In Which We Are Not Having Fun

Arduino Day was pretty successful. Unfortunately, everything is broken.

Favorited Favorite 0

Hey everyone.

As you might know, we had a pretty good sale on a bunch Arduino products on Saturday.

Well, it turns out it may have been too good. We smashed our previous record for orders in a day, set on last year’s Cyber Monday. Back then the high water mark was around 4,000 orders, and on Saturday we saw almost 8,000 orders flood into the system.

What the previous record for orders in a day looked like
What the previous record for orders in a day looked like

It’s also worth noting that we’ve made some pretty big changes to our database in the past few months - most notably moving from MySQL to PostgreSQL.

The issue we’re seeing today has to do with how we know how much of a given product is available. Availability of a product is a loose term and has to take into account how many physical units of that product we have but also how much of those units are spoken for on active orders. Active is also a pretty loose term for an order that hasn’t shipped. All of these terms are necessarily loose to accommodate all of the edge cases common to volumes we regularly see.
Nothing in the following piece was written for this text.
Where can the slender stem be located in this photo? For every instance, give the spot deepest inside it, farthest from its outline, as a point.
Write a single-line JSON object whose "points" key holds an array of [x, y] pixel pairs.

We were pumped about the move to PostgreSQL for many features afforded, but primarily materialized views. Building such things to keep track of available stock values really sped things up!

Until this weekend. Apparently having an order of magnitude more active orders in the system makes refreshes on our materialized view for stock take a long time, and this has led to timeouts with heavily diversified orders. So far today it’s been a long haul of optimization attempts to make things hum along normally again. We’re still hammering away. It’s a technical problem in a big system, so there’s no such thing as a quick fix.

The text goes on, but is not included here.